Interstate 69, by Matt Dellinger

Interstate 69: The Unfinished History of the Last Great American Highway, by Matt Dellinger

Interstate 69 is supposed to run from the Michigan/Canadian border to the Texas/Mexican border. "It could be the last great interstate built in America. Or it might never be finished at all." I-69 through Texas is supposed to run where US-59 does today, including through my wife's hometown of El Campo. When we started dating in 1991 (man, we are old!) I noticed several signs reading "Future Interstate Corridor" along the highway; as this was well before the days of Wikipedia I couldn't find much information on the new road. So, when I came across Dellinger's book, I snapped it up!
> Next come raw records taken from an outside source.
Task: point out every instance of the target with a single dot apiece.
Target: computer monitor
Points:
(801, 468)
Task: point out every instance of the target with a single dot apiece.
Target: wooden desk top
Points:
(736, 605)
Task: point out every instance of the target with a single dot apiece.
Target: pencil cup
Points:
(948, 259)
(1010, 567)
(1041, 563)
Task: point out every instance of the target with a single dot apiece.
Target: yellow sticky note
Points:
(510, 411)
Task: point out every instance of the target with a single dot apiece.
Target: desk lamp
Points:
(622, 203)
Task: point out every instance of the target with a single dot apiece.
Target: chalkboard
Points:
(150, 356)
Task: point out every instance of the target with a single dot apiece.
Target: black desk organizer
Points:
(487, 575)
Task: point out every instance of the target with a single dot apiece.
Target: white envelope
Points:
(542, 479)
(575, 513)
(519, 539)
Unlike the majority of the Interstate system, I-69 was to be created with long segments of brand-new roads rather than upgrading existing ones. For the land-owners and towns affected, this meant serious opportunity and/or serious jeopardy depending on how much money stood to be gained or how much of the family farm would be lost to eminent domain. The detractors largely fall into the NIMBY camp: "We like things the way they are, they say, so take your progress someplace else." Dellinger goes out of his way to be fair to both sides of the argument, but at the end of the day I sided strongly with the people that want the new Interstate. The arguments for the roads admittedly often revolved around the money to be made rather than service to the public, but the arguments against were all emotion and whining—very little rational thought there.

The status of the road today is inconsistent. Large stretches of it are open and active today, but it is far from contiguous. Michigan, Indiana, Kentucky, Tennessee, Mississippi, and Texas all have highways labeled I-69, but outside of the roughly 350 miles between Indianapolis and Port Huron there isn't a single length of road over 100 miles long out of the 1700 miles of the intended route. The long parts that aren't built are largely due to the opposition that arose through the various states.

The conclusion was interesting, as Dellinger doesn't really take sides, but instead ends on questions and possibilities. "What if I-69 is never built? What if it remains an awkward, half-finished monument to the people who've tried to build it and the people who've tried to stop it? Some will say the lack of wherewithal and resolve is a sign of a once-great nation faltering. And others will say it's progress, a welcome signal that our highway binge is done and we're ready to rebuild the rails and sidewalks we've ignored for too long." This open-minded approach will probably annoy hard-core believers on both sides of the transportation debate, but I thought not judging in favor of either was fitting for a road that is only partially constructed.

First Sentence:
You have to hand it to Haynesville: The town keeps its chin up.